A notícia não tão boa é que, ao empreender esse exercício especulativo de planejamento de cenários apocalípticos, a esquerda tem dificuldade em se diferenciar da direita. De fato, os dois polos ideológicos praticamente convergiram para uma descrição compartilhada da nova realidade. Para muitos, em ambos os campos, o fim do capitalismo realmente existente não significa mais o advento de um dia melhor, seja o socialismo democrático, o anarco-sindicalismo ou o liberalismo clássico “puro”. Em vez disso, o consenso emergente é que o novo regime é nada menos que uma espécie nova de feudalismo – um “ismo” com muitos poucos amigos respeitáveis.
É verdade que o neofeudalismo de hoje chega com slogans cativantes, com aplicativos móveis elegantes e até com a promessa de felicidade virtual eterna no domínio sem fronteiras do metaverso de Zuckerberg. Seus vassalos trocaram seus trajes medievais pelas elegantes camisetas de Brunello Cucinelli e tênis de Golden Goose. Muitos adeptos da tese do neofeudalismo afirmam que sua ascensão é concomitante à do Vale do Silício. Assim, termos como “tecno-feudalismo”, “feudalismo digital” e “feudalismo da informação” são frequentemente usados. O “feudalismo inteligente” ainda não ganhou muita força na mídia, mas isto pode não estar longe.
À direita, o proponente mais vocal da tese do “retorno ao feudalismo” foi o teórico conservador Joel Kotkin, que visou o poder dos tecno-oligarcas “ligados” em The Coming of Neo-Feudalism (2020). Enquanto Kotkin optou por “neo”, Glen Weyl e Eric Posner, pensadores mais jovens de cunho mais neoliberal, optaram pelo prefixo “techno” em seu tão discutido Radical Markets (2018). O “tecno-feudalismo”, escrevem eles, “atrapalha o desenvolvimento pessoal, assim como o antigo feudalismo atrasava a aquisição de educação ou o investimento na melhoria da terra”.
Para os liberais clássicos, é claro, o capitalismo, corroído pela política, está sempre à beira de recair no feudalismo. No entanto, alguns da direita radical veem o neofeudalismo como um projeto a ser adotado politicamente. Sob rótulos como “neo-reação” ou “iluminação das trevas”, muitos estão próximos do investidor bilionário Peter Thiel. Entre eles está o tecnólogo e intelectual neo-reacionário Curtis Yarvin, que levantou a hipótese de um mecanismo de busca neofeudal, que ele carinhosamente chamou de Feud-1, já em 2010.
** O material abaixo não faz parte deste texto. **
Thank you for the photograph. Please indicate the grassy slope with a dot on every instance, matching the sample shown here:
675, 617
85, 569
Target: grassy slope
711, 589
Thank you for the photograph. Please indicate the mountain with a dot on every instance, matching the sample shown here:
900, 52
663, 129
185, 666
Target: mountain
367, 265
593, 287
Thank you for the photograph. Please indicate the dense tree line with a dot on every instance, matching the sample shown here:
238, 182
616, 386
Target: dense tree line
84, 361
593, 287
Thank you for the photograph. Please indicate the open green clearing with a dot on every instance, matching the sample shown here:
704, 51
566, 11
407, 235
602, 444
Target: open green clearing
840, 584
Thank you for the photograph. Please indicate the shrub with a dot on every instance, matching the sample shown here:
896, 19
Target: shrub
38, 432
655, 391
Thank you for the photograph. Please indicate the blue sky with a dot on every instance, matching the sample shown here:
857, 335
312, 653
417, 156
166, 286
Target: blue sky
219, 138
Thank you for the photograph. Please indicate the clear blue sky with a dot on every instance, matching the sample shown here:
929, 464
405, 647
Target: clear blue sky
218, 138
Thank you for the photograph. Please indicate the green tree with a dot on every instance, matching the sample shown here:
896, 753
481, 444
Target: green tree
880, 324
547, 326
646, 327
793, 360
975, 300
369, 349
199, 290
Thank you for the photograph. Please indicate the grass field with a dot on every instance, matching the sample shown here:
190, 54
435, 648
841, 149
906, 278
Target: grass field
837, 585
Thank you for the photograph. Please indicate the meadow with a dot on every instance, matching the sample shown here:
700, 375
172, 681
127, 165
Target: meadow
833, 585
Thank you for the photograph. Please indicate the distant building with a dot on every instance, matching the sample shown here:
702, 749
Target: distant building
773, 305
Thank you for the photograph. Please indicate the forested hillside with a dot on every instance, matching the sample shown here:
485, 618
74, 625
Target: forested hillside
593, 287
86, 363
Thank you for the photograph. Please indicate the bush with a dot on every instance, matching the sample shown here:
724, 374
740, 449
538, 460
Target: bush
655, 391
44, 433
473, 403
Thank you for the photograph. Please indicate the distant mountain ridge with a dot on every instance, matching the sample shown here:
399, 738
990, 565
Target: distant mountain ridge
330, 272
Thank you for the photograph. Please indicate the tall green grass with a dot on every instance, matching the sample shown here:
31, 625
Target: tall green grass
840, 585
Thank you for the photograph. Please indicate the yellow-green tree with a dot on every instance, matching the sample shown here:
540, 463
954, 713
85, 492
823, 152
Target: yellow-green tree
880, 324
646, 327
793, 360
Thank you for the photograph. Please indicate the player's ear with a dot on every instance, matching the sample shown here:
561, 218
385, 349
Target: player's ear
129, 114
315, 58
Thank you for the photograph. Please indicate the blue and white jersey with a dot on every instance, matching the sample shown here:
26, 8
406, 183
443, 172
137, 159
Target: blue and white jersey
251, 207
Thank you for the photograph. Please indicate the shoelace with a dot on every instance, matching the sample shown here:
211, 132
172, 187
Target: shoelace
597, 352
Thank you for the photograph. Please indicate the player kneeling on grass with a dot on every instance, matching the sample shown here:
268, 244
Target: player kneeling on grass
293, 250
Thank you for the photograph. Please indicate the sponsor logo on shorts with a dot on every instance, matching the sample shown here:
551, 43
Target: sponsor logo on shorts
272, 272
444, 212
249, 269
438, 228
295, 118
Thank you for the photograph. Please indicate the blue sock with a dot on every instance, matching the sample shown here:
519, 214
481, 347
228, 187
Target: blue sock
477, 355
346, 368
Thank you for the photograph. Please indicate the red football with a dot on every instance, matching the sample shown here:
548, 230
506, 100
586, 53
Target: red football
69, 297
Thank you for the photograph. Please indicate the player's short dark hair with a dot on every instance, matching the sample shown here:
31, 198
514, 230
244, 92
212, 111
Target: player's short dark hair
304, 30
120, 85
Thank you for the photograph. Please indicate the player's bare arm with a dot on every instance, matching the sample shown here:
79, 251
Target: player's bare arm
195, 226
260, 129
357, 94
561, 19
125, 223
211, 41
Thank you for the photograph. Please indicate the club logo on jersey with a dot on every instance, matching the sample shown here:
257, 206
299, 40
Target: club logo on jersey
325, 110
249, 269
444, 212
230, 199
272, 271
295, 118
À esquerda, a lista de pessoas que flertaram com conceitos “feudalistas” é longa e crescente: Yanis Varoufakis, Mariana Mazzucato, Jodi Dean, Robert Kuttner, Wolfgang Streeck, Michael Hudson e, ironicamente, até Robert Brenner (o nome principal do Debate Brenner sobre a transição do feudalismo para o capitalismo). Para crédito deles, nenhum deles chega a afirmar que o capitalismo está completamente extinto ou que estamos de volta à Idade Média.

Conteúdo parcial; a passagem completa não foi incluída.